Algorithm to calculate the frequency:
-take data of B1_PD2_Audio at 20 kHz, multiply with a complex sine at 7810 Hz and decimate to 20 Hz.
-collect 100 seconds of down-sampled data and take an FFT, zeropadded by a factor 4.
-calculate the averaged PSD using 5 half-overlapping windows.
-find the maximum for every peak in a predefined region, and estimate the exact peak location using quadratic interpolation. This works well for the large peaks, but not necessarily for the smaller ones.
These parameters might have to be tuned a bit. With some more averaging, we can hopefully measure the peak positions with milli-Hertz resolution. Given a calibration of 0.77 Hz per Kelvin for the drum-mode and 0.3 Kelvin per fringe, this should yield a resolution of slightly better than 1/100 of an etalon fringe.

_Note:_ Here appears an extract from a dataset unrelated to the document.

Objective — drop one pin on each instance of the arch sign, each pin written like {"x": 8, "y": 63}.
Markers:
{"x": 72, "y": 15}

-the height of the peak is calculated as the BRMS in the region of interest
Fig 1 compares the spectrum calculated by the server (which is available as a debug channel that is not stored to disk) and the real spectrum of B1_PD1. These should be equal within the pass-band of the decimation filter. The peaks at 7808 and especially the one at 7810 Hz do get excited a bit during a lock acquisition, so they are likely mirror modes. The one at 7812 Hz has been identified as belonging to the WE. The two remaining peaks at 7811 and 7813 Hz seem to have a bit lower Q. These might indicated the unexpected splitting of the modes of a single mirror, which we have seen before. It would be good to switch on the ring heaters of the NE/NI/WI mirrors for a short period as soon as possible, so that we know who is who during the science run.
Fig 2 shows the frequency and amplitude of the peaks during a few locks of last night. Note that the frequency of the lines is stored as an offset to the demodulation frequency of 7810 Hz, to not lose any information by rounding to single-precision floats.
Fig 3 shows the ringdown of the strong line at 7810 Hz. Using Q = pi * tau * f, a Q of 1.7e7 is obtained.